Wow Love it! I do agree with everyone about putting some more defination around your eyes. Maybe do a blend of black and purple to look like a more sunk effect. Also maybe around the stitches put some dark red to show effect of fresh wounds
But great job !


----------



## Frighteners Entertainment (Jan 24, 2006)

Looks good.


----------



## Diane Rott (Jul 3, 2011)

I love it! Super great job.


----------



## Wildcat (Nov 3, 2007)

Thanks for all the kind replies.


----------



## Wildcat (Nov 3, 2007)

Wow. I can't believe I never showed the final product. 4 pages that never came to a conclusion. Shame on me.
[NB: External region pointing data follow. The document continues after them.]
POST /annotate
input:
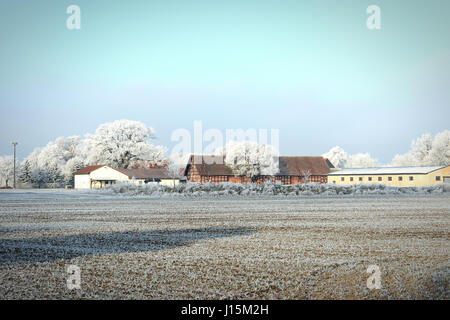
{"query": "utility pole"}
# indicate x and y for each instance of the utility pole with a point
(15, 144)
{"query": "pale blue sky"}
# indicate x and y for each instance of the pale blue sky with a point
(309, 68)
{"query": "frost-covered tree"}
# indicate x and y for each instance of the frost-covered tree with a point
(361, 160)
(440, 149)
(306, 173)
(7, 169)
(25, 172)
(40, 177)
(56, 159)
(340, 159)
(426, 151)
(247, 158)
(123, 144)
(337, 156)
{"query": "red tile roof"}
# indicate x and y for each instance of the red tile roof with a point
(288, 166)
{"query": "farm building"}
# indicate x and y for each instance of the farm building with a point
(99, 176)
(393, 176)
(291, 170)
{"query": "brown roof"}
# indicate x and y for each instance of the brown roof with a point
(289, 166)
(146, 173)
(209, 165)
(293, 166)
(88, 169)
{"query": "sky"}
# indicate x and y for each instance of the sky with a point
(311, 69)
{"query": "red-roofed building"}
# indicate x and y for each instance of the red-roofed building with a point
(292, 170)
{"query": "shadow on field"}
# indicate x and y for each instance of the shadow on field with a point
(30, 250)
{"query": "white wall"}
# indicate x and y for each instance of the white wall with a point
(82, 181)
(107, 173)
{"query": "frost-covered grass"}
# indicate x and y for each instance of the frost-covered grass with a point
(234, 189)
(256, 248)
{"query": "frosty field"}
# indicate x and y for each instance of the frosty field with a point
(305, 247)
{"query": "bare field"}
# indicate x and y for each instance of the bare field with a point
(259, 248)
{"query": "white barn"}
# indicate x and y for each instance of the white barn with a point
(99, 176)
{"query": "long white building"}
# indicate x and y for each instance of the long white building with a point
(99, 176)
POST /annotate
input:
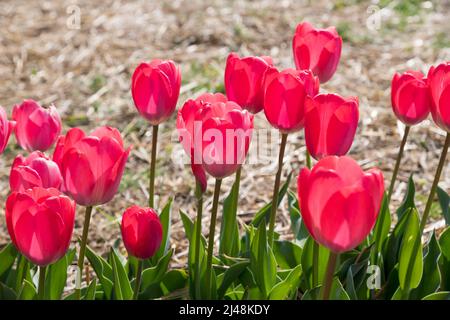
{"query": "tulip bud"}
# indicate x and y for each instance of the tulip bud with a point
(439, 84)
(91, 166)
(6, 127)
(40, 223)
(155, 88)
(317, 49)
(330, 124)
(36, 170)
(339, 202)
(36, 128)
(284, 100)
(410, 97)
(244, 80)
(141, 232)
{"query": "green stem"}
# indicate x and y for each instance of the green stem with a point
(41, 288)
(212, 229)
(397, 163)
(87, 219)
(151, 187)
(328, 280)
(137, 284)
(276, 188)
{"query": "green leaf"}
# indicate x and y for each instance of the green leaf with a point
(408, 200)
(229, 230)
(288, 287)
(265, 211)
(410, 266)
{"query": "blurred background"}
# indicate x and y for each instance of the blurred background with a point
(79, 55)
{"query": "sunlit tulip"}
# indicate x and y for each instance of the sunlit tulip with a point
(155, 88)
(36, 170)
(91, 165)
(317, 49)
(37, 128)
(244, 80)
(40, 222)
(339, 202)
(284, 100)
(330, 124)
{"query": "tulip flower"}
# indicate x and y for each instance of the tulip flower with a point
(330, 124)
(244, 80)
(37, 128)
(155, 87)
(142, 234)
(317, 49)
(6, 127)
(91, 167)
(40, 223)
(339, 205)
(36, 170)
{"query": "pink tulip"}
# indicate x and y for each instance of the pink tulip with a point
(36, 170)
(339, 202)
(155, 88)
(284, 100)
(40, 223)
(91, 166)
(244, 80)
(37, 128)
(317, 49)
(330, 124)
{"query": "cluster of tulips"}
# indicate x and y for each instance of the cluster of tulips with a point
(340, 221)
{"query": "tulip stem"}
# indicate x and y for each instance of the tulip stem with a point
(397, 163)
(151, 189)
(87, 220)
(137, 284)
(198, 235)
(276, 188)
(212, 229)
(328, 280)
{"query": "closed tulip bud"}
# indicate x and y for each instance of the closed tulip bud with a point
(317, 49)
(330, 124)
(6, 127)
(339, 202)
(410, 97)
(155, 88)
(37, 128)
(40, 223)
(36, 170)
(284, 100)
(141, 232)
(244, 80)
(439, 83)
(91, 165)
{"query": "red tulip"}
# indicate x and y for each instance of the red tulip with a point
(244, 80)
(6, 127)
(439, 83)
(155, 88)
(37, 128)
(339, 202)
(40, 223)
(330, 124)
(284, 100)
(36, 170)
(141, 231)
(410, 97)
(317, 49)
(91, 166)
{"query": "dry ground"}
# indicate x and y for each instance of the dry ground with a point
(86, 73)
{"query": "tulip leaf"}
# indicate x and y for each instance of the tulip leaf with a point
(229, 230)
(264, 212)
(410, 266)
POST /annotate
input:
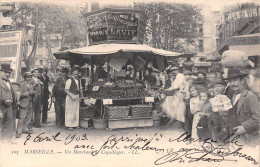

Well here it is....er....was.


----------



## Pumpkin5 (Aug 8, 2010)

:jol:I agree!...Now.....what shall your punishment be??????
Kidding....very cool make up....this is one of my favorites of your "looks"!


----------



## Hairazor (Mar 13, 2012)

Great look!


----------



## The Halloween Lady (Aug 18, 2010)

Well Wildcat that is one mighty fine creepy finale! You must have scared the bejeezus of people.
It turned out great! (Awesome pic too!)


----------



## RoxyBlue (Oct 6, 2008)

Will you come haunt our yard?:jol:


----------



## Dark Angel 27 (Sep 11, 2008)

I love this look!


----------



## Wildcat (Nov 3, 2007)

Thanks for the kind replies.


----------



## scareme (Aug 29, 2006)

You look smashing! What is the building behind you?


----------



## Wildcat (Nov 3, 2007)

Thanks. It's the Empress Hotel in Victoria BC.










Fairmont/ Empress


----------